C atomic_fetch_key (volatile A * object, M operand) noexcept;
C atomic_fetch_key (A * object, M operand) noexcept;
C atomic_fetch_key _explicit(volatile A * object, M operand, memory_order order) noexcept;
C atomic_fetch_key _explicit(A * object, M operand, memory_order order) noexcept;
C A ::fetch_key (M operand, memory_order order = memory_order_seq_cst) volatile noexcept;
C A ::fetch_key (M operand, memory_order order = memory_order_seq_cst) noexcept;
  • 28 Effects: Atomically replaces the value pointed to by object or by this with the result of the computation applied to the value pointed to by object or by this and the given operand. Memory is affected according to the value of order. These operations are atomic read-modify-write operations (1.10).
  • 29 Returns: Atomically, the value pointed to by object or by this immediately before the effects.
  • 30 Remark: For signed integer types, arithmetic is defined to use two’s complement representation. There are no undefined results. For address types, the result may be an undefined address, but the operations otherwise have no undefined behavior.

The only thing that's optional is ordering / synchronization with loads/stores in other threads (for atomicity without synchronization, use memory_order_relaxed).

In fact, there's no way to "turn off" atomicity for loading a wide type where that's expensive (e.g. before a CAS on atomic<pointer_and_ABAcounter> which compiles to lock cmpxchg16b on x86).

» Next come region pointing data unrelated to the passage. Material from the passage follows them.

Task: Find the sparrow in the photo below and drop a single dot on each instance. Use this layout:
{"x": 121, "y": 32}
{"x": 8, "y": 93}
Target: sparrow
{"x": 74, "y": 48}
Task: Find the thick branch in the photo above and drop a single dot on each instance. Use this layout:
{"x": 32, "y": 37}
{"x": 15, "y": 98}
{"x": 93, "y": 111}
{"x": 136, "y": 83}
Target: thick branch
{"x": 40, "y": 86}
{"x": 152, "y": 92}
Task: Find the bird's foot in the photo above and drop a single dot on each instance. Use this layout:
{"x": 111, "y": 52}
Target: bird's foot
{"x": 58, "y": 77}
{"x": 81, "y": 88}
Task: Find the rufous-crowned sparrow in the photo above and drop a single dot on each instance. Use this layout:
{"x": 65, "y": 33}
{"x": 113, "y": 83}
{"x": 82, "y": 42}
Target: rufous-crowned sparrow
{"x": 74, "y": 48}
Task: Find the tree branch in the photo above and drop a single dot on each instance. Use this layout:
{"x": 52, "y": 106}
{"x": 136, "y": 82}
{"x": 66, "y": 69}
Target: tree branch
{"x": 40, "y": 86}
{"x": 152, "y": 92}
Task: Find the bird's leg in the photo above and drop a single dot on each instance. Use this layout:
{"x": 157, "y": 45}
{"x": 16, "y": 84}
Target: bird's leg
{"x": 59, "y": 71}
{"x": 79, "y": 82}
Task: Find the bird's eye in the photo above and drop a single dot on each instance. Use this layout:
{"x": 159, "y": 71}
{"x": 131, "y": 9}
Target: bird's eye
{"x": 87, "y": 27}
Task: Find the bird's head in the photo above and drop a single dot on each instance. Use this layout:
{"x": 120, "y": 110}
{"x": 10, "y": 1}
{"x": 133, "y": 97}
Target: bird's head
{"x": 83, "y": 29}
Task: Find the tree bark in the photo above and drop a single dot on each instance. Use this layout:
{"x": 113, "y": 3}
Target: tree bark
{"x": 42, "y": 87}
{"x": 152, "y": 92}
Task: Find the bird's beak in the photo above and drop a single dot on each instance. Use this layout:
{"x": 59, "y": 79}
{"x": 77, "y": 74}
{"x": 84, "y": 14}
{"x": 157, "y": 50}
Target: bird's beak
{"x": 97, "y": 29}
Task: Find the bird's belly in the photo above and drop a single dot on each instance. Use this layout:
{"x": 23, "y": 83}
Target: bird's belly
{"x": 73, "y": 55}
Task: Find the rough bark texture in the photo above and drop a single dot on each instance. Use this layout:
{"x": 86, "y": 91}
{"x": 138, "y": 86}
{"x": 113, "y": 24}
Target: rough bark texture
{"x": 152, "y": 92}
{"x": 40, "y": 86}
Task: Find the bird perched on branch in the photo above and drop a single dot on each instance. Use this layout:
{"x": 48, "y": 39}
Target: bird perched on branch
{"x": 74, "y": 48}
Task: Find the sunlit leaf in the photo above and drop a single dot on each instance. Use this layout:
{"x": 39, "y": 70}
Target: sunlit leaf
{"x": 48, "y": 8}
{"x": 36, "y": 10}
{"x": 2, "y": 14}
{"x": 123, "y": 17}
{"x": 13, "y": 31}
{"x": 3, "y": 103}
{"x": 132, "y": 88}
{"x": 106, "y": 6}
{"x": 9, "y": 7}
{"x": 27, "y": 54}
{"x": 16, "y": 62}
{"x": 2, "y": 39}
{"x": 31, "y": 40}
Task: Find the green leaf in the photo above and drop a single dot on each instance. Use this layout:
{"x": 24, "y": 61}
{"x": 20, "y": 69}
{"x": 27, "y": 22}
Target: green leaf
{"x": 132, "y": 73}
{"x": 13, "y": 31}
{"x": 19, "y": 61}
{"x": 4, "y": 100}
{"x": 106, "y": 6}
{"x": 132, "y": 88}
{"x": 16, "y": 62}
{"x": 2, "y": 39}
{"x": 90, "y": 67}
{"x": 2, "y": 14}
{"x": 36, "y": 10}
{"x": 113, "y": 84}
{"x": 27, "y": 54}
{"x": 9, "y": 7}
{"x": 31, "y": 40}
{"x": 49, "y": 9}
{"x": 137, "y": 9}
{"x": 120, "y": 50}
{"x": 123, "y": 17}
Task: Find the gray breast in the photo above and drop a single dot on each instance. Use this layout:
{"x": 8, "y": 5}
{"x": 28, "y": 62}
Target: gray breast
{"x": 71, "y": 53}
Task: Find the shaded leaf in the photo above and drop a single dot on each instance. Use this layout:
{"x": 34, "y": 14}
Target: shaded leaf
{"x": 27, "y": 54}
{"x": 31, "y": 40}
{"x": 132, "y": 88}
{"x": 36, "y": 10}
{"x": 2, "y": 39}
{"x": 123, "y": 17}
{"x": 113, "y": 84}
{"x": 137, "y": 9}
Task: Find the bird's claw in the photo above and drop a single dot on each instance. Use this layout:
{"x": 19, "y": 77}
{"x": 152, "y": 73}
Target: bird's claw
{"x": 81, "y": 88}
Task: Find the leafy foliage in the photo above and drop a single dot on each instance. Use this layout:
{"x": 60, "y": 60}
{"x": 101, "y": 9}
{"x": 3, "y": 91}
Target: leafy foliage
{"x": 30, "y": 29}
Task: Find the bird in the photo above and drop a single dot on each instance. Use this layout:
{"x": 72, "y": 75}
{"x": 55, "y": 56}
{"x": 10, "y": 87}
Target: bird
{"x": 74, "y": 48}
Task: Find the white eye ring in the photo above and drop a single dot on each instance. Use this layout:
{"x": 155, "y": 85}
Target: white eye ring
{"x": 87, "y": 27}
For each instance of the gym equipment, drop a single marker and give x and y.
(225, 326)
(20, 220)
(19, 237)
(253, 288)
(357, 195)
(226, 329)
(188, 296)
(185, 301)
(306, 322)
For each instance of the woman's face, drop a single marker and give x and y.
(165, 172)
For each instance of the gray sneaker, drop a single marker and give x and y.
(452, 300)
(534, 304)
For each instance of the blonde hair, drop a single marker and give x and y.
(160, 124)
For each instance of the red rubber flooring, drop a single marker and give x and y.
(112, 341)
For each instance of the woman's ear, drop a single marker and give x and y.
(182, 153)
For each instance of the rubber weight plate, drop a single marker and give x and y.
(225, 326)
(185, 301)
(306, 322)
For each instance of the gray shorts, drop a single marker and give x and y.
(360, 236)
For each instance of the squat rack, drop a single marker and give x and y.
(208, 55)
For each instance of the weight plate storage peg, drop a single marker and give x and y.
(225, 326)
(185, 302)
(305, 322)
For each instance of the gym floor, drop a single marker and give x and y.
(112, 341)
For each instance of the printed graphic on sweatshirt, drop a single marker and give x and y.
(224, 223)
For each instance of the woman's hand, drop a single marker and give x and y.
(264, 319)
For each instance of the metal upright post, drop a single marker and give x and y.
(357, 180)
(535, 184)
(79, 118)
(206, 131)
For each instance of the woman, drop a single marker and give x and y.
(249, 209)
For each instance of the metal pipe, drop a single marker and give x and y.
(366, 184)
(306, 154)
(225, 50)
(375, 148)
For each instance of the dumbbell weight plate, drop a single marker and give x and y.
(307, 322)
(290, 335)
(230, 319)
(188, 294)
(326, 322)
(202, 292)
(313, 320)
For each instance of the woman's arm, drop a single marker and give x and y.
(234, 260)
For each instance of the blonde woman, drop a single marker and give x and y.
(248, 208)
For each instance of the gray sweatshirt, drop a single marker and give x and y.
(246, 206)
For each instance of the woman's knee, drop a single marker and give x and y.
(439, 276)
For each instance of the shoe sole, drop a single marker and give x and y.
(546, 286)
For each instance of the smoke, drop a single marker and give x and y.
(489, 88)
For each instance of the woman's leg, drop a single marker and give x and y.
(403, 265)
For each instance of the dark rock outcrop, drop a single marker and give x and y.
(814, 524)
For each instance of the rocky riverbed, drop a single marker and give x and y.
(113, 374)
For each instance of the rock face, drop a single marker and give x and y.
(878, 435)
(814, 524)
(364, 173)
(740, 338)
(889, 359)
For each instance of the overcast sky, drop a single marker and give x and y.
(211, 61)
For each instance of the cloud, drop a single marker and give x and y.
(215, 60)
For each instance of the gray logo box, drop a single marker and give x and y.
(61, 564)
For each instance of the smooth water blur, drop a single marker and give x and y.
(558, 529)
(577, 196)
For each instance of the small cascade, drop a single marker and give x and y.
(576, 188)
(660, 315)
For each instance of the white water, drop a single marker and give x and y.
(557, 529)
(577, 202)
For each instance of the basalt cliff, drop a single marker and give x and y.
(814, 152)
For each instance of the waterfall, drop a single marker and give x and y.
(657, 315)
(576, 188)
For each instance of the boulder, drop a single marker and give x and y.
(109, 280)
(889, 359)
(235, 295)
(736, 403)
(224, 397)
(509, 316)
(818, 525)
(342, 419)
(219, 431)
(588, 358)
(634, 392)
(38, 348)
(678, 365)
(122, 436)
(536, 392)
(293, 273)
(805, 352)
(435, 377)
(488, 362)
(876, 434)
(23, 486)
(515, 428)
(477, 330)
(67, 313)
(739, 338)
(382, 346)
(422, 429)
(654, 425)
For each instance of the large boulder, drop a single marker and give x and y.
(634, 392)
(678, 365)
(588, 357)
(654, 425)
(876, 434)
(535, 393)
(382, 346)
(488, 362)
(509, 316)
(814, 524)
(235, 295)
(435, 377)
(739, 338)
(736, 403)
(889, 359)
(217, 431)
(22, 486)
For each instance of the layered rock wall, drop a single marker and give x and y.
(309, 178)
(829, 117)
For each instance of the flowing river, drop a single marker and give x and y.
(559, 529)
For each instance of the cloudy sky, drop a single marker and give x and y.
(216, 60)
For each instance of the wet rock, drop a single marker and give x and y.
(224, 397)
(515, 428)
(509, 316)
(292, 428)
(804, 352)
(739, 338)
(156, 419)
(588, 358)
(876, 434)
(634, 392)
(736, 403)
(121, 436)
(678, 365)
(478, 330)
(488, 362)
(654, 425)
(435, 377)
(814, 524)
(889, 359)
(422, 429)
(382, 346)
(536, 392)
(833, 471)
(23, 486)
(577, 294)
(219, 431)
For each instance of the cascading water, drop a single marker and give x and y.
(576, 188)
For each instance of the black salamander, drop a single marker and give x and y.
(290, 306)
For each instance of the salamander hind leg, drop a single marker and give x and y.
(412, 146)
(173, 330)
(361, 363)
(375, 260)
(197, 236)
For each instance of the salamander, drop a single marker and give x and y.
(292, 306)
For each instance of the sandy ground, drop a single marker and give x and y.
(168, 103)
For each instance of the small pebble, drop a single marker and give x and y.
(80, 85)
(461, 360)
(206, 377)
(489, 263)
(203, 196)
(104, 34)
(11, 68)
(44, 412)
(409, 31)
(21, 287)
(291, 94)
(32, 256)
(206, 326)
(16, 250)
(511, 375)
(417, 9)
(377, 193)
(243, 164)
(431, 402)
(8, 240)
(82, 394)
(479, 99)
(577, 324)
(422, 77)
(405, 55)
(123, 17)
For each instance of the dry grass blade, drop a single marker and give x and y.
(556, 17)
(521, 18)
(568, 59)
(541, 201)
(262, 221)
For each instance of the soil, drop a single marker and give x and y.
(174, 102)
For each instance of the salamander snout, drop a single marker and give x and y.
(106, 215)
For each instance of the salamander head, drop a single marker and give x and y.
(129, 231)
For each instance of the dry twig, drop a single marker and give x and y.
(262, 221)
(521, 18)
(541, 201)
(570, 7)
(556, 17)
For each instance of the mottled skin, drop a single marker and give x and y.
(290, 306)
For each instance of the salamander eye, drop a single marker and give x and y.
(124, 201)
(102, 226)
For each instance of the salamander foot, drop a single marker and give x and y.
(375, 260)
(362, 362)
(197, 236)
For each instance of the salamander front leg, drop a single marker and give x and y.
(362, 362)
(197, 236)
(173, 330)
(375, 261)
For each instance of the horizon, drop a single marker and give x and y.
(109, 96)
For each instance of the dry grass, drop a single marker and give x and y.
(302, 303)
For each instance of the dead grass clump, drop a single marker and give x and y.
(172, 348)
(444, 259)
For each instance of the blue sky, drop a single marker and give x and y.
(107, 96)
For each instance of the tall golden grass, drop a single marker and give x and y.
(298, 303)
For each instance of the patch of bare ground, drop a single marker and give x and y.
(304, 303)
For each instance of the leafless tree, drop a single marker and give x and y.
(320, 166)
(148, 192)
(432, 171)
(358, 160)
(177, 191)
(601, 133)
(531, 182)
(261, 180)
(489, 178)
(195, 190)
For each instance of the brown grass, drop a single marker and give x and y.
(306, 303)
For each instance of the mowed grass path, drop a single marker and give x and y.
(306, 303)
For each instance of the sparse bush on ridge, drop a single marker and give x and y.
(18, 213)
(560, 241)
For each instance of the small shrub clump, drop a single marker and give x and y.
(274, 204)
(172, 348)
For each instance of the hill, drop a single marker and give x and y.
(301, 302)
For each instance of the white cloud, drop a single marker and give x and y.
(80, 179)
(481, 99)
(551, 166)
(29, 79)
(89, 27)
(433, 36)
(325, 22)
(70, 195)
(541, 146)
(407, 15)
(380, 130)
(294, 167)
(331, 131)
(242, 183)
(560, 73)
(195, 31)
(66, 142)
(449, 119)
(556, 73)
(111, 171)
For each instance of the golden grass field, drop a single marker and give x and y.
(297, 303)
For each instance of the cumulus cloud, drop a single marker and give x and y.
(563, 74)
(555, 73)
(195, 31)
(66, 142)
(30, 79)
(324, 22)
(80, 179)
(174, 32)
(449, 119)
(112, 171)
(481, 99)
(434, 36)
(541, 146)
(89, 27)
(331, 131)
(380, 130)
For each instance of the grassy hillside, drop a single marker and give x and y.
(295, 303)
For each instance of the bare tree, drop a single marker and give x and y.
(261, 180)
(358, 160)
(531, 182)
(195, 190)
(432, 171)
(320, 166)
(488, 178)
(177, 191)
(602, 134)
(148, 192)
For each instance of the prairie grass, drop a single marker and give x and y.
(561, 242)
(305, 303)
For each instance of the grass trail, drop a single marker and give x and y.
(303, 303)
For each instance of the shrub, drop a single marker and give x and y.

I used a union hack in that answer to efficiently load the struct.

And more importantly, the union is a workaround for gcc not optimizing ptr_and_counter.ptr to a load of just the pointer, which I think is safe at least on x86. Instead gcc insists on atomically loading the whole struct and then getting the pointer from the result. That's very bad when it's a 16-byte struct on x86-64, and fairly bad on x86-32. (See https://gcc.gnu.org/bugzilla/show_bug.cgi?id=80835)